Peu de manga ont su garder leur public durant toutes ces longues années. Les fans de la première heure ont grandi et ceux qui ont attrapé le train en marche également. Seul petit changement notable, une jaquette entoure maintenant cette dernière édition. En effet, en 1995, Casterman éditait ses mangas « adulte » avec une simple couverture un peu plus rigide faisant penser à un gros livre de poche. Aujourd’hui, ce format n’est plus envisageable et l’éditeur fait évoluer sa présentation sans perturber les premiers lecteurs. Ce changement minime permet de garder ses rayonnages homogènes. Un bon point pour les collectionneurs ayant suivi cette série dès le départ.

Voici donc le trentième et ultime tome de « l’Habitant de l’infini ». Au tout début, nous suivions les aventures de Manji, ce samouraï errant bien décidé à occire un millier de racailles pour expier ses propres crimes : avoir tué à cent reprises. Mais Manji n’est pas un être ordinaire, il est immortel. Un ver s’est introduit dans son corps et le régénère au fur et à mesure des combats. Bien des années ont passé. Entre-temps, il s’est acoquiné avec une jeune guerrière : Lin, devenue elle aussi immortelle. Il a traversé les époques en trucidant à tour de bras. On aurait pu croire qu’une histoire de vengeance, où le héros est de surcroit immortel et dont l’issue des combats est hautement prévisible, enleverait tout suspens et intérêt pour la série. Eh bien non ! Manji, cet assassin torturé a su conquérir un large public. Le scénario, même s’il met principalement en avant les affrontements, se renouvelle sans cesse et évolue au fil des épisodes. La construction narrative et la mise en scène des batailles montrent toute la virtuosité de Hiroaki Samura à tenir le lecteur en haleine. C’est en focalisant notre attention sur le vécu de ses adversaires et le contexte du Japon de l’époque que l’auteur maintient notre curiosité. Du coup, ces trente volumes en deviennent passionnants de bout en bout. Et même si, en ce début de tome 30, on s’éloigne un peu de Manji, on revient toujours au personnage. Mais tout cela, je vous le laisse découvrir dans ce dernier combat épique opposant la guerrière Makie à Giichi. Le sang gicle, les corps sont tranchés, empalés, découpés… Les membres tombent sans lâcher leurs armes. Le Mugaïryû n’est plus que l’ombre de lui même et n’arrive pas à contrer cette jeune femme déterminée, malgré la tuberculose qui semble la ronger de l’intérieur.

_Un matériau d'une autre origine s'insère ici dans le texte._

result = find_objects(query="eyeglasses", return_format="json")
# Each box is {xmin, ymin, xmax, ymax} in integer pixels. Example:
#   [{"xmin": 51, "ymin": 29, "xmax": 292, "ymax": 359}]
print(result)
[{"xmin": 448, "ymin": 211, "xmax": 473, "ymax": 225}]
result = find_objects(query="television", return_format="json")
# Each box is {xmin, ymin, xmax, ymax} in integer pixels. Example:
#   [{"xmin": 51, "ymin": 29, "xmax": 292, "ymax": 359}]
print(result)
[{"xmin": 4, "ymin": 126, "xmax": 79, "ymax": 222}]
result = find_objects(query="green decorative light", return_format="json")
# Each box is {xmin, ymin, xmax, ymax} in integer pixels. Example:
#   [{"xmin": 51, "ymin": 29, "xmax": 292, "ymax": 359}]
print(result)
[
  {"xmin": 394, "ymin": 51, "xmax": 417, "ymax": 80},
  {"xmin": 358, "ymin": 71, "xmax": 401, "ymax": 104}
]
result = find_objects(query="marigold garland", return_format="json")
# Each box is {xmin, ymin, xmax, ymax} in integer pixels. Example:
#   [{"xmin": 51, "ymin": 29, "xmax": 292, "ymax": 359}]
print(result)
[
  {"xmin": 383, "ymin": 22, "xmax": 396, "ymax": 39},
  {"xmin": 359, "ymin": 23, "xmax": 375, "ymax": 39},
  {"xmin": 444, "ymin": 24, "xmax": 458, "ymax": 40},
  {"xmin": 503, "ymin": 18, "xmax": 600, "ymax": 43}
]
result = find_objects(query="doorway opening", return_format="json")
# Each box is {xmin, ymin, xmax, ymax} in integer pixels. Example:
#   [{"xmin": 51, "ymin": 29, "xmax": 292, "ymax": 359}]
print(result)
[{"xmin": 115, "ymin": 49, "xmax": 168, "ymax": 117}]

Le dessin de Samura a su rester dynamique jusqu’au bout. Il manie toujours le crayon et la plume avec une dextérité peu courante en manga. Le graphisme des histoires de samouraïs visant un public adulte est généralement dynamique et noir, tels ceux de  Sampei Shirato (« Kamui Den ») ou Gôseki Kojima (« Lone Wolf and Cub »). « L’Habitant de l’infini » n’échappe pas à la règle, mais y ajoute une dimension supplémentaire : la finesse. Du coup, ses représentations sont limpides et les cases s’enchaînent les unes par rapport aux autres avec une grande épure. Samura a su créer son propre style, clair, dynamique et violent,  tout en restant sobre et garder une lisibilité optimale. Du grand art du début à la fin.

Comme toute œuvre que l’on suit pendant des années, on est triste que cela s’achève. Mais justement, il est extrêmement dur de clôturer une telle saga et ce trentième et ultime volume de « L’Habitant de l’infini » met un vrai point final à l’aventure de Manji, qui restera pour toujours immortel. Ne cherchez pas d’explication sur la provenance de ce vers miraculeux parasitant le jeune samouraï,  là n’est pas le propos. Plutôt que de continuer indéfiniment l’aventure, Hiroaki Samura nous offre une fin digne et ouverte pour son héros. Si vous avez suivi Manji jusque-là, vous apprécierez sûrement ce dernier volume. Si vous n’avez pas commencé, il est temps de rattraper le retard.

Gwenaël JACQUET

« L’Habitant de l’infini » T30 par Hiroaki Samura.